Although shown as a centralized unit, in a preferred embodiment,
the Network-on-chip 4410 is implemented as a fat-tree network
architecture including many individual network switches, each
connecting together some combination of cores and switches (or just
cores, or just switches), with the switches distributed amongst the
processor cores, where only the higher tier switches that connect
together other switches are centralized into a single unit. The
network-on-chip 4410 connects to the Core-chip mapper 4420, which
connects to off-chip network components via, in this example, PCI
Express Link 4430. The chip-to-chip network, which may be
implemented using PCI Express chips, connects together multiple
processors and other components.
[0295] FIG. 45 depicts a printed circuit board (PCB) with multiple
processor chips 4500 connected to a PCI Express switch chip 4510
which itself uplinks to a network 4520 connecting together multiple
PCI Express Switches. The shaded boxes represent failed processor
cores 4530 that do not work and whose memory is inaccessible to the
system. Using the memory striping methods of the system to create
virtual contiguous memory regions from discontiguous memory units
requires a regular layout of the memory banks, which is not
available in the system of FIG. 45. The system employs a technique
whereby core-chip mappings are remapped in order to provide
virtually contiguous address regions using the virtual-to-physical
address mapping without suffering from memory holes which the
failed cores and their failed memory banks 4530 would otherwise
cause.
[0296] FIG. 46 is an illustration of an exemplary Core-chip mapper
4600, which allows processor cores connected to the Network-on-chip
4610 to send messages to the PCI Express link 4650. The processor
cores expect a regular physical memory layout without holes, but
the processor chips connected via PCI Express link 4650 may have
failed cores that, without the core-chip mapper, would disrupt the
virtual-to-physical mapping of the system that implements virtual
contiguous memory regions.
[0297] The Network-on-chip 4610 sends the address 4612 to the
Address-in-parts 4615 unit (broken out for explanatory purposes) as
input 4613 and as input 4614 to the Chip-mapped packet 4644. The
Address-in-parts breakout 4615 comprises Higher bits 4616,
Chip-select bits 4617, the highest Core-select bit 4618, Low
Core-select bits 4619, and the Lower bits 4620. The Chip-select
bits 4617 and highest Core-select bit 4618 together comprise
portion 4622 of the Address in parts 4615, which is the Chip table
lookup index 4623. The Chip-table lookup index 4623 is received as
input 4624 by table 4625, which maintains the Next-chip threshold
values 4626 and Current chip values 4627 for each entry (4630,
4631) in the table 4625. An entry is read from the table 4625 at
index 4623 and the corresponding Next-chip threshold value 4630 and
Current chip value 4631 for the entry are sent via output lines
4651 and 4635. The Comparator unit receives the Next-chip threshold
4630 via input 4651 and the Low-Core-select bits 4619 via input
4621. If the Low Core-select bits 4619 are less than the Next-chip
threshold 4630 then the resulting output of the Comparator 4642,
which is Comparison Result 4643, is equal to "Less than" (e.g., a
bit flag set to 0). Otherwise the comparison result 4643 is equal
to "Greater than or equal" (e.g., a bit flag set to 1). The
Comparison Result 4643 is received by the Mux unit 4640 and acts as
the mux unit's Select input (one of the standard inputs that a Mux
unit receives, which selects which of the other inputs to forward
onto the mux unit's output). The Incrementer unit 4638 receives the
Current chip value 4631 of the selected entry 4635 via input 4636.

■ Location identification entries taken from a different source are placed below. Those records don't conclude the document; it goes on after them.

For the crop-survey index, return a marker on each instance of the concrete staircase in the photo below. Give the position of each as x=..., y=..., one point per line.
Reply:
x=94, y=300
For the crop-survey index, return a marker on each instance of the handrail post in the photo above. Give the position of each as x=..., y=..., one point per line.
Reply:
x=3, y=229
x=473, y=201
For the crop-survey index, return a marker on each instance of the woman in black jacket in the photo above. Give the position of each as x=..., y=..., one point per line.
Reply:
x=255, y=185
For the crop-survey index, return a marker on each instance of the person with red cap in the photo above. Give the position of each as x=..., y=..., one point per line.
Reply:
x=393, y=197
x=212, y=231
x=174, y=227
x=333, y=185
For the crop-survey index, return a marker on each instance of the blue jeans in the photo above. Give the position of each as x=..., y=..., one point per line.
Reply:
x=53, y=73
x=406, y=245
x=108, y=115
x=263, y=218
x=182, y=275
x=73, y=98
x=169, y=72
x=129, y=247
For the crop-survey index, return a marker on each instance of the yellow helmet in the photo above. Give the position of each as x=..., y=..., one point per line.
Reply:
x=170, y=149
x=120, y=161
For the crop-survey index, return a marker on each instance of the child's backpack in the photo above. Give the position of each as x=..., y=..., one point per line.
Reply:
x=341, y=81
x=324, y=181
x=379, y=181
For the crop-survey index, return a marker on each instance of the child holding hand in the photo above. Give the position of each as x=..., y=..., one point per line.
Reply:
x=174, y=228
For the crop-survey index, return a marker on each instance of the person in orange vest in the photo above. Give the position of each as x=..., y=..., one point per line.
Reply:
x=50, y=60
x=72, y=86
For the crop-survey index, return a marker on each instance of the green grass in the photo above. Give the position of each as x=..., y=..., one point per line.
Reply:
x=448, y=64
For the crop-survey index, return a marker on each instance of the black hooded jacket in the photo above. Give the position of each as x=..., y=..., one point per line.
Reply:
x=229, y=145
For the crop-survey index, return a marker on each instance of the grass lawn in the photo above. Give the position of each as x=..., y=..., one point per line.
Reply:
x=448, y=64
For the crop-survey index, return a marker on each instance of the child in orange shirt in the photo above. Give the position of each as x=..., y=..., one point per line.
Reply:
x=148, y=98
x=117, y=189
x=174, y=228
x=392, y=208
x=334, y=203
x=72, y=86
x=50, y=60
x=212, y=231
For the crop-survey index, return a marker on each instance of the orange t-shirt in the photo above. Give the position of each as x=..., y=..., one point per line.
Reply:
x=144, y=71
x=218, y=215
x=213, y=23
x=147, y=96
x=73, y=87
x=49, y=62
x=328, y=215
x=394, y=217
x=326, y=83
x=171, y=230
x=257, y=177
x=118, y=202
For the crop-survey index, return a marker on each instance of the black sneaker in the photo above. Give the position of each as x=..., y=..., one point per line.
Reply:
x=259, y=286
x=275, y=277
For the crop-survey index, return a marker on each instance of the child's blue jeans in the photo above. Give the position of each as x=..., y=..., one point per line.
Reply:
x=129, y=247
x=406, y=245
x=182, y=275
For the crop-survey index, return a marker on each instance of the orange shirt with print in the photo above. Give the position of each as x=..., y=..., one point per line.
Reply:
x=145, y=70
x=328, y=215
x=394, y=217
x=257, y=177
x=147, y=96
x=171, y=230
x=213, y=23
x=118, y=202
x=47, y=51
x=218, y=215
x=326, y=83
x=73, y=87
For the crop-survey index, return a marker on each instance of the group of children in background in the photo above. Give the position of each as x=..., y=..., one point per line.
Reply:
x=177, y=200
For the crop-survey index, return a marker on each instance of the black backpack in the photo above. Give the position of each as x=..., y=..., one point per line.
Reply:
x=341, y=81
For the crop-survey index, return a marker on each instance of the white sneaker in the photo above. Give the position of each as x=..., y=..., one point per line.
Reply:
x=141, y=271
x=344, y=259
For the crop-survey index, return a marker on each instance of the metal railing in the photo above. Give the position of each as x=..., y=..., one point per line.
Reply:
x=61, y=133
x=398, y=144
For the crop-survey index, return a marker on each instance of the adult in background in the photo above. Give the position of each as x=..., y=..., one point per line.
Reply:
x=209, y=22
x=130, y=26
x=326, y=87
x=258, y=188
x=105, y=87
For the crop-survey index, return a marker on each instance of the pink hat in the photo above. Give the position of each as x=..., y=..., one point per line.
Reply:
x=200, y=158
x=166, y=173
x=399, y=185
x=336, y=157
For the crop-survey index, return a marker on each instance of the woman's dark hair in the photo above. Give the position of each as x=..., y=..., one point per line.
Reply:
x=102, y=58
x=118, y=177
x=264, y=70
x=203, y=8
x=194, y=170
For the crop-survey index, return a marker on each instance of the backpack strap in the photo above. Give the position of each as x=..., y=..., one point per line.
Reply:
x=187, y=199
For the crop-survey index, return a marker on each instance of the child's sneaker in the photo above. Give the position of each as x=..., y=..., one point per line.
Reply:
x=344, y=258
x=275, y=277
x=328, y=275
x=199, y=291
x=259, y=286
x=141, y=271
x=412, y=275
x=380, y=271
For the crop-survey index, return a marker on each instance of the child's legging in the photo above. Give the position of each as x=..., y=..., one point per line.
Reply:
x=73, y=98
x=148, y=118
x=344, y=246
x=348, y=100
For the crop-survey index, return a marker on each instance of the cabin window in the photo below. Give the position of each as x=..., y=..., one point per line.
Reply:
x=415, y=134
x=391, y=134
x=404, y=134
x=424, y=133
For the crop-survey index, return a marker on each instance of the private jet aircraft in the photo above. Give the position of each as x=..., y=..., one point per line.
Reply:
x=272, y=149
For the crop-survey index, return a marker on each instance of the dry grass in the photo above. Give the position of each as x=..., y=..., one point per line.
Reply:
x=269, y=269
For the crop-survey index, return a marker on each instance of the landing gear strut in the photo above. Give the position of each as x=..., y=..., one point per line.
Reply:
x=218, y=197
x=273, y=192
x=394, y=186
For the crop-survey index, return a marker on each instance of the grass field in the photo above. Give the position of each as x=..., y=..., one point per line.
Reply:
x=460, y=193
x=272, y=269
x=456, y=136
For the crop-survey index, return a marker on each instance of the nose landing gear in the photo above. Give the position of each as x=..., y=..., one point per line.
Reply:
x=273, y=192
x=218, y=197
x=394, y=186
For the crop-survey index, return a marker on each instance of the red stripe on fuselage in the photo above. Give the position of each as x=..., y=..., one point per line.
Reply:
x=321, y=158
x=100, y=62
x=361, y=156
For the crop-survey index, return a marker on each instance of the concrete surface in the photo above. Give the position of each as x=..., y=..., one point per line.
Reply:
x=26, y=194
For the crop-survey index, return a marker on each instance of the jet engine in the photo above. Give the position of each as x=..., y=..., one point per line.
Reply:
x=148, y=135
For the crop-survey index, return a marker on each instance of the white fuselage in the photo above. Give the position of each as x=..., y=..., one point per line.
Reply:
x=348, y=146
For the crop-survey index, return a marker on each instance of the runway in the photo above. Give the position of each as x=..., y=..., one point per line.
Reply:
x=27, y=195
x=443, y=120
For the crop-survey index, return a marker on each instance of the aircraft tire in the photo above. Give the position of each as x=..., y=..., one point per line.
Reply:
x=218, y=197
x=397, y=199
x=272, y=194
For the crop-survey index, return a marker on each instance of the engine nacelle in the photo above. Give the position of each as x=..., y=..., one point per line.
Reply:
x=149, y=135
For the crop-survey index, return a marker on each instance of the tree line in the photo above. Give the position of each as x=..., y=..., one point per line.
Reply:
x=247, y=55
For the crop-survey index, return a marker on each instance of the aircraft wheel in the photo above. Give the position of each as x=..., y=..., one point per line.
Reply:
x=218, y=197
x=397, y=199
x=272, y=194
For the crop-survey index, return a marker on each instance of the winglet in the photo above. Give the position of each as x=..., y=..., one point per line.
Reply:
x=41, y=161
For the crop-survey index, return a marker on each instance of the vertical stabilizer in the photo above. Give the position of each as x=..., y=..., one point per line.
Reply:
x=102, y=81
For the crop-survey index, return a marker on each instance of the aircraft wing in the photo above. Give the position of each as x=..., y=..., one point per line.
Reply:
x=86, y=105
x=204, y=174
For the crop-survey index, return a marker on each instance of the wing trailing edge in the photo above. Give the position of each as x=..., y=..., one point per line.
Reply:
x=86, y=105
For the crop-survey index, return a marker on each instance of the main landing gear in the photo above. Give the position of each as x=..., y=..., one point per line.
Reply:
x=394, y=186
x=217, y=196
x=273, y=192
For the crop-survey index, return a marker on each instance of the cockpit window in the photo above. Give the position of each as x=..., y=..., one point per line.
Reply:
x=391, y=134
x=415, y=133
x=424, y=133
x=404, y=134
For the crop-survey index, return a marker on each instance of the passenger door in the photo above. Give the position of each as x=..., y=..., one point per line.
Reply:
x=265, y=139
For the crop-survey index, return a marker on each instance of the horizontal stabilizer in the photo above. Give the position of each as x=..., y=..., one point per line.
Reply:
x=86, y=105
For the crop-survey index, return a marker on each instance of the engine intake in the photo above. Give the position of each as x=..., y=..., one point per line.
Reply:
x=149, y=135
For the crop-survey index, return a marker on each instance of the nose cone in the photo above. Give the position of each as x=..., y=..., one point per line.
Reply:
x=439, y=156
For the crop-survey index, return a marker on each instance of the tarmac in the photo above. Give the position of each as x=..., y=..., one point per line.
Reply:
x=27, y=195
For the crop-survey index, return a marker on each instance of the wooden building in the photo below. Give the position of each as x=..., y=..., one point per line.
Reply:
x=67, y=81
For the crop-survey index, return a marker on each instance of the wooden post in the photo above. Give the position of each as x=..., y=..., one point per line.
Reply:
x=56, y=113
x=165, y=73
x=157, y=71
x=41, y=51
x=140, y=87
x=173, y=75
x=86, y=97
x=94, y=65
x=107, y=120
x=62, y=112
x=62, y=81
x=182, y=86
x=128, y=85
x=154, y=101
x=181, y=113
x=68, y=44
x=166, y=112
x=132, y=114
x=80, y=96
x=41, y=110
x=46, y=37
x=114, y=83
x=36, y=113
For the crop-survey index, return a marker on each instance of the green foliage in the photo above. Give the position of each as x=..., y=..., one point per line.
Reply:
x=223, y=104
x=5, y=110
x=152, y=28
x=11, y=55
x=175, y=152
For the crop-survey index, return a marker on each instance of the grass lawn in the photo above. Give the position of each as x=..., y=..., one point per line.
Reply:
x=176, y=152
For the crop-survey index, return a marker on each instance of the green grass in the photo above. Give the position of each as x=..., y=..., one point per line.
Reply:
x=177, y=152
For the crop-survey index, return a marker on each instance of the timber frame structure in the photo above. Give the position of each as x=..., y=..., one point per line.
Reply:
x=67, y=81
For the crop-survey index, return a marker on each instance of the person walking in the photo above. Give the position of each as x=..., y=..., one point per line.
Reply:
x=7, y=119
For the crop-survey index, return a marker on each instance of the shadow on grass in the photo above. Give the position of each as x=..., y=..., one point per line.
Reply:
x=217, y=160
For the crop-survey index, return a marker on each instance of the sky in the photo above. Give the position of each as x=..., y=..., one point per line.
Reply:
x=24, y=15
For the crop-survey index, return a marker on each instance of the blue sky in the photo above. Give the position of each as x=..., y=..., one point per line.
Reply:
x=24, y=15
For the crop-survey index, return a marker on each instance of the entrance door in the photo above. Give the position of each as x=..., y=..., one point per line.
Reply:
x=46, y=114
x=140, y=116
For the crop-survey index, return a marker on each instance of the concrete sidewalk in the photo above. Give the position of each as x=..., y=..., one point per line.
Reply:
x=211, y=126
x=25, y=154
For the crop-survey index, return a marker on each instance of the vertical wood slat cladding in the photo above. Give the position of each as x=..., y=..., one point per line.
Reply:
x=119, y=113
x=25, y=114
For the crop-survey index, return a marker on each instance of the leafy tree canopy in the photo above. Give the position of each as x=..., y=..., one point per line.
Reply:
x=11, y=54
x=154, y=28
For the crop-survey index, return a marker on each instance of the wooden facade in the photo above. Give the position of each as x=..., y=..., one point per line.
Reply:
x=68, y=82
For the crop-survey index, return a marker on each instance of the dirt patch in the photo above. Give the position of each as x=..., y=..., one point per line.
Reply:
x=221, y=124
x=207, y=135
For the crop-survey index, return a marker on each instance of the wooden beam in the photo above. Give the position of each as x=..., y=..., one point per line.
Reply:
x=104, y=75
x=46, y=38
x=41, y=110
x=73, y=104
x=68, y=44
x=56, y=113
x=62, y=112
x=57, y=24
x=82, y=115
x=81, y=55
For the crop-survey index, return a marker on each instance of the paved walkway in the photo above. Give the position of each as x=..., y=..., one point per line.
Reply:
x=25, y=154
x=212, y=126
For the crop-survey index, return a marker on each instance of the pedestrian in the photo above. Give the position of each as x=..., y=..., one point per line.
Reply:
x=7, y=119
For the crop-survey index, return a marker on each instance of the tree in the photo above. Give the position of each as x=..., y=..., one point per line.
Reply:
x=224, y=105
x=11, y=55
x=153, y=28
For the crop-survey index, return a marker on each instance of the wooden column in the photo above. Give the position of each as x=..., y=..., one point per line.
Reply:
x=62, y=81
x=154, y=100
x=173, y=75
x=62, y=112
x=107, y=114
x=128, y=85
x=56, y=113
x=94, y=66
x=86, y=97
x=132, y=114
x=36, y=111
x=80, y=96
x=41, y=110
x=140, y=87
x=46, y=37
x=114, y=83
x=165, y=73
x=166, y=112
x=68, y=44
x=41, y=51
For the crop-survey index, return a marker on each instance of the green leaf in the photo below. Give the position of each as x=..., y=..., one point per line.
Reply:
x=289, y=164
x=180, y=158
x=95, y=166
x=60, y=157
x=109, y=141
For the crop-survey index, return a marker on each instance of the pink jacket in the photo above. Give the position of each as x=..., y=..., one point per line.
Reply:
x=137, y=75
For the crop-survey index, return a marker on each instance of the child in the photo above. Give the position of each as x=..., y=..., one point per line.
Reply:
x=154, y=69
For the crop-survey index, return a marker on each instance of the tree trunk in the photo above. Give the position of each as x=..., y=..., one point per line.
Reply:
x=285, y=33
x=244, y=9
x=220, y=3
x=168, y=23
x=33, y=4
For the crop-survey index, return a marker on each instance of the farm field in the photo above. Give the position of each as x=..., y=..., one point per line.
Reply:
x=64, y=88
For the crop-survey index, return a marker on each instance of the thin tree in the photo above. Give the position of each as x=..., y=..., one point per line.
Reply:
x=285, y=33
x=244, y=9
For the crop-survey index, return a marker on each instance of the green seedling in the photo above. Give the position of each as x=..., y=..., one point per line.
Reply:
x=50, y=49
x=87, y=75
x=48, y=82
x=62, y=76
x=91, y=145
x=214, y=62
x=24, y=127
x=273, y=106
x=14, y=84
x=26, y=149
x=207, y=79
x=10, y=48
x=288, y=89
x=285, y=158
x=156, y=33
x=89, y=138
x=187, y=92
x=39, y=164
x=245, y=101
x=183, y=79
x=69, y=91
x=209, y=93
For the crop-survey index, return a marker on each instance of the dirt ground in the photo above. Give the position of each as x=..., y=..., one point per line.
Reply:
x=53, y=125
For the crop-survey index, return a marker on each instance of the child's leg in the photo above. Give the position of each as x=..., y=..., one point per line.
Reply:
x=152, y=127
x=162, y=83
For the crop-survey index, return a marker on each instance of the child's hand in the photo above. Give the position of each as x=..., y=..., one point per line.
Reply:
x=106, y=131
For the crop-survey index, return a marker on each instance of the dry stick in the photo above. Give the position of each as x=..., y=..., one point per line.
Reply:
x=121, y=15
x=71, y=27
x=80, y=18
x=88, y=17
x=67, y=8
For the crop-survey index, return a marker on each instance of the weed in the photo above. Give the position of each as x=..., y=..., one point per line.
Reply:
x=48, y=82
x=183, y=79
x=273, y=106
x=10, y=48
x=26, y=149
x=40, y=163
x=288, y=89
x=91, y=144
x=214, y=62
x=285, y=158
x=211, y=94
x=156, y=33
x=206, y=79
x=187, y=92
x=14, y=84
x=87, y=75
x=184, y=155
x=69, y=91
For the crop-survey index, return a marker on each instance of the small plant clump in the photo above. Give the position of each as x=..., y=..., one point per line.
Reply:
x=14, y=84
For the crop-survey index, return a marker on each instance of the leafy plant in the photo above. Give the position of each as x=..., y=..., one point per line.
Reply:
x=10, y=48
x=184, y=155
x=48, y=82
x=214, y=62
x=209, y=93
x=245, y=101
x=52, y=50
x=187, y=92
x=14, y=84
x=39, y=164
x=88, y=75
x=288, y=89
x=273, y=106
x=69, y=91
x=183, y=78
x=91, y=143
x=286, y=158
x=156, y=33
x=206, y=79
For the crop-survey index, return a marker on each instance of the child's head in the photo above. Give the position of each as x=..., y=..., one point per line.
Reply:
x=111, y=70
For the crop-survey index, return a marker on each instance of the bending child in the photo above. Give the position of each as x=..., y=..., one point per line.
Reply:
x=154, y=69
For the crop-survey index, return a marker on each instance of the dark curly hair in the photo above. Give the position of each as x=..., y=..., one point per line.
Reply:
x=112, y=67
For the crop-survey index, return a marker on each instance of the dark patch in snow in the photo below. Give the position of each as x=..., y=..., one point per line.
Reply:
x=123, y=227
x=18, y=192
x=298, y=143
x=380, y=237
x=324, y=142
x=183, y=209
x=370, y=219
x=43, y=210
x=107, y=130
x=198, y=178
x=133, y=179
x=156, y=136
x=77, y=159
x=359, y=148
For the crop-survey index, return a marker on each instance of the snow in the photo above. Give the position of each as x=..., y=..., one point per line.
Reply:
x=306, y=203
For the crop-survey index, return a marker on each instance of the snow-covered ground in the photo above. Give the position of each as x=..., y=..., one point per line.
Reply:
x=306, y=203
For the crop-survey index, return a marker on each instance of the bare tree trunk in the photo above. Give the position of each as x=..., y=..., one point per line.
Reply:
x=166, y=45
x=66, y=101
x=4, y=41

The Incrementer creates output 4639 by adding 1 to its input 4636.
In this way the output 4639 represents the "Next chip" whereas 4637
represents the "Current chip," since it is the same as value 4635
taken from the Current chip column 4627 of the table 4625.
[0298] The Mux unit 4640 determines whether to output the current
chip 4637 as the Chip-mapped physical chip address output 4641 or
the "Next chip" 4639 based on whether the Comparison Result input
4643 is "Greater than or equal", or "Less Than" respectively. This
means that if input 4643 is "Less than," then the current chip is
forward onto output 4641. Otherwise, the "Next chip" 4639 is
output. The Chip-mapped packet 4644 receives the Chip-mapped
physical chip address 4641 as well as the address 4614 and data
4611 as input and creates output 4645 which is sent to the PCI
Express link.
[0299] The Core-chip mapper (upward path) 4600 and its internal
table 4625 allow chips that contain a number of functional cores
between two adjacent powers of two, such as between 16 and 32
functional cores (inclusive), to continue to be able to contribute
their memory to a Shared memory system supporting the system's
striping address scheme and its ability to create virtual
contiguous memory regions from physically discontiguous units of
memory. FIGS. 46-48, and the associated descriptions, describe how
the mapping system could compensate for chips with a variable
number of functional cores and memory banks In essence, the input
Chip-select bits 4617 are remapped in the Chip-mapped packet 4644
so that non-functional cores and memory banks are not associated
with virtual address space.
[0300] As an example, suppose we have a system with four chips,
each supporting 32 cores, except for the second, which supports
only 20 cores. In this case the first entry of table 4625 would
have a Next-chip threshold of 32 and a Current chip value of 0. (In
an alternative implementation that saves implementation space by
not requiring support for Next-chip-thresholds larger than 31, the
same the next-chip threshold is set to 0 and the current-chip is
set to -1 so that the Incrementer value 4638 will always be taken
and will be equal to 0.) The second entry would have a Next-chip
threshold value of 20 and a current chip value of 1. The third
entry would have a next-chip threshold value of 20 and a current
chip value of 2. The fourth entry would have a next-chip threshold
value of 20 and a current chip value of 3. In this way, four
processors create a logically contiguous set of cores even though
each processor supports an arbitrary number of cores between two
adjacent powers of two.
[0301] FIG. 47 depicts the Core-chip mapper (downward path) 4700,
whereby packets arriving from the PCI Express link 4760 are
conveyed to the Network-on-chip 4710 after remapping performed
internal to the Core-chip mapper downward path 4700. The
Chip-mapped packet 4720 is received from the PCI Express link 4760
via link 4765. The packet 4720 comprises five sections, including:
a Chip-mapped-physical chip address 4721, High physical address
bits 4722, Core-select bits 4723, Low physical address bits 4724,
and Data 4725. The High physical address bits 4722, Low physical
address bits 4724, and Data 4725 are all forwarded to the
Core-mapped packet via links 4726, 4728, and 4729. The core-mapped
physical core address 4770 portion of the Core-mapped packet 4730
is derived directly from the Core table map 4735. This remapping
enables the packet go to the correct on-chip core even though the
chip may have an irregular number of cores functioning, such as 27
out of 32 cores working. The Core-select bits 4723 from the
original physical address are sent via 4727 as the Core table
lookup index 4731 which are input 4732 to the Core table 4735.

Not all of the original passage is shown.